Quick question about equilibrium points

[auk411]

Homework Statement

In simple harmonic motion (especially with a spring), does the kinetic energy equal the potential energy at the equilibrium point? In other words, does K = U?

If not, is there a time when the kinetic energy does equal potential energy in simple harmonic motion.

Homework Equations

Total energy = K + U = 1/2 KA^2, where A is the amplitude of the displacement function.

The Attempt at a Solution

 

[Mindscrape]

Sure, K=0, and there is no displacement so there is no potential energy.

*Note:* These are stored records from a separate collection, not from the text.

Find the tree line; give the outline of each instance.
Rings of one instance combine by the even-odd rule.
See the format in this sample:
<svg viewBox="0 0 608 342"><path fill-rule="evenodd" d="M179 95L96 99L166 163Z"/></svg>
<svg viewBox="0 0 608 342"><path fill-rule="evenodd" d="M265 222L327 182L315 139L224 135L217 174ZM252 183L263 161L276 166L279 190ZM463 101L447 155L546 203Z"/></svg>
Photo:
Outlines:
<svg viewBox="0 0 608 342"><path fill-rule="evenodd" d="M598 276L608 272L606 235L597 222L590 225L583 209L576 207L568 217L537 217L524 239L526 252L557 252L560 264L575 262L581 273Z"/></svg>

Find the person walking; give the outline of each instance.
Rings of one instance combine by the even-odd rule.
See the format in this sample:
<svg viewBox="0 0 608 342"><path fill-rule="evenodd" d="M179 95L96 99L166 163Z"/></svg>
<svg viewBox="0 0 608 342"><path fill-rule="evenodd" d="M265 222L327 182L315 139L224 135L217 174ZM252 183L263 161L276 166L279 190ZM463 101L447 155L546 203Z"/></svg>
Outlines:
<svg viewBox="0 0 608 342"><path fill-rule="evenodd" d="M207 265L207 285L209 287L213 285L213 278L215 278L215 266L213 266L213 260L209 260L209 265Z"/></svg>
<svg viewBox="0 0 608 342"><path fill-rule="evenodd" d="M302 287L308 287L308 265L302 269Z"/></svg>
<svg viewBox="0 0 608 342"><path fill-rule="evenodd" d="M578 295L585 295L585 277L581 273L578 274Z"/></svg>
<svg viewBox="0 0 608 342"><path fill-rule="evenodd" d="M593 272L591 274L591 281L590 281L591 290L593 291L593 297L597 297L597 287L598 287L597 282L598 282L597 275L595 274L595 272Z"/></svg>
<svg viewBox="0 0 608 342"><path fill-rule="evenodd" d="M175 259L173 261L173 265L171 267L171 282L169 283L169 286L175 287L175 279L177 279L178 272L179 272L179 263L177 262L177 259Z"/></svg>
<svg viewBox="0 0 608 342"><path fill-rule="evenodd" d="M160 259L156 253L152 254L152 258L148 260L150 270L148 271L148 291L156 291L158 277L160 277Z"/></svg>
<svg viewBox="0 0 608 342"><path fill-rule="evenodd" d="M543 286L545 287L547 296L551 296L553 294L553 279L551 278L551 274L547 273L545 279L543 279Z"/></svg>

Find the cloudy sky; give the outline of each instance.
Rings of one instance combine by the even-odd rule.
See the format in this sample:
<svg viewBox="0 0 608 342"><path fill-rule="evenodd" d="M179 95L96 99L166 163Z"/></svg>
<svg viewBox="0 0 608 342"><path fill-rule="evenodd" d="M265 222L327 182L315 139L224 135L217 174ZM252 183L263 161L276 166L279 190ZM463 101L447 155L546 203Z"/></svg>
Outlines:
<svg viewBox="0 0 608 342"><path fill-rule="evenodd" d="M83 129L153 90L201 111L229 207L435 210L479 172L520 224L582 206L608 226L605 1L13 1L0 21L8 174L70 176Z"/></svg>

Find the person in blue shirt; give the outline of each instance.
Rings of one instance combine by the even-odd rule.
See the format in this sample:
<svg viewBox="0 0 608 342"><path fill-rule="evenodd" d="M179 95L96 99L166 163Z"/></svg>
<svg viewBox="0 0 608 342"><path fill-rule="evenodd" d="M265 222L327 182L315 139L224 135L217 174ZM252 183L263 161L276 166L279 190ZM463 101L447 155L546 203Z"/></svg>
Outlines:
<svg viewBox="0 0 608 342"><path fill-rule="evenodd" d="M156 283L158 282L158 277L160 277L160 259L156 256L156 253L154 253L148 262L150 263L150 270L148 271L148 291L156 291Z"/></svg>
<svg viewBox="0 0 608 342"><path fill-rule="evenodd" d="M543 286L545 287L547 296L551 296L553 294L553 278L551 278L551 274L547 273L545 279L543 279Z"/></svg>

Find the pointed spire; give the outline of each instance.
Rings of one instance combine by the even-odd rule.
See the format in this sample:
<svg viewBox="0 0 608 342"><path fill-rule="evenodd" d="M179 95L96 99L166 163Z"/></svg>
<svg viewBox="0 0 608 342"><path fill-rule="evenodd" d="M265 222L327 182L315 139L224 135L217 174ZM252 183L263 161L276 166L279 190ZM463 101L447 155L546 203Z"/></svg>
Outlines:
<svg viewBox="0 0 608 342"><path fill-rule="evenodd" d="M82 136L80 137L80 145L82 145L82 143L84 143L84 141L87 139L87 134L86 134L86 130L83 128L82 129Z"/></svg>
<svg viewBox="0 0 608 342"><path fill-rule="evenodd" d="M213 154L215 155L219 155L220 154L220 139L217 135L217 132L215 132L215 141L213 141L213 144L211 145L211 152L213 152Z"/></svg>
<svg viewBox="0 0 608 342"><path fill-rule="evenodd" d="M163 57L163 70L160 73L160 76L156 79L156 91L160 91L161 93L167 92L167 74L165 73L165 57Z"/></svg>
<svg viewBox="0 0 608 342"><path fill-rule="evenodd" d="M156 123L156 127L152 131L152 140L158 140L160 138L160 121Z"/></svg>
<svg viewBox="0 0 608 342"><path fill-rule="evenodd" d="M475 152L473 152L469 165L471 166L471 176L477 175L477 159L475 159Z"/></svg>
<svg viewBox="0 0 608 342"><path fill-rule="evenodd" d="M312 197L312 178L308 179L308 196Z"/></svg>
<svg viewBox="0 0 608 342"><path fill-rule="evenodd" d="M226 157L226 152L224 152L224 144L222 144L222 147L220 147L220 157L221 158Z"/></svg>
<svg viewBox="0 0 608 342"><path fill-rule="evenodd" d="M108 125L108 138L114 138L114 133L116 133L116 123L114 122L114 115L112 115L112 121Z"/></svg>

You could also do the other bit you propose, but you would need to assign some initial conditions such as initial position and initial velocity.

 

[auk411]

Sure, K=0, and there is no displacement so there is no potential energy.

You could also do the other bit you propose, but you would need to assign some initial conditions such as initial position and initial velocity.

I'm not sure what parts you are referring to. Also, I'm thinking about a general solution. Your first comment just seems to apply when, essentially, nothing has happened. For example, before I pull a block back attached to a spring and it is just sitting there at the spring's natural length, then k =0. After pulling it back to distance D, and letting it go, it then will cross over the equilibrium point again. But the velocity will not be 0, and hence k cannot be 0.

At the bottom of this, I get the basic concept, what is really tripping me up are knowing what signs to attach to K and U. (E.g., why doesn't k = - U at Equilibrium point?)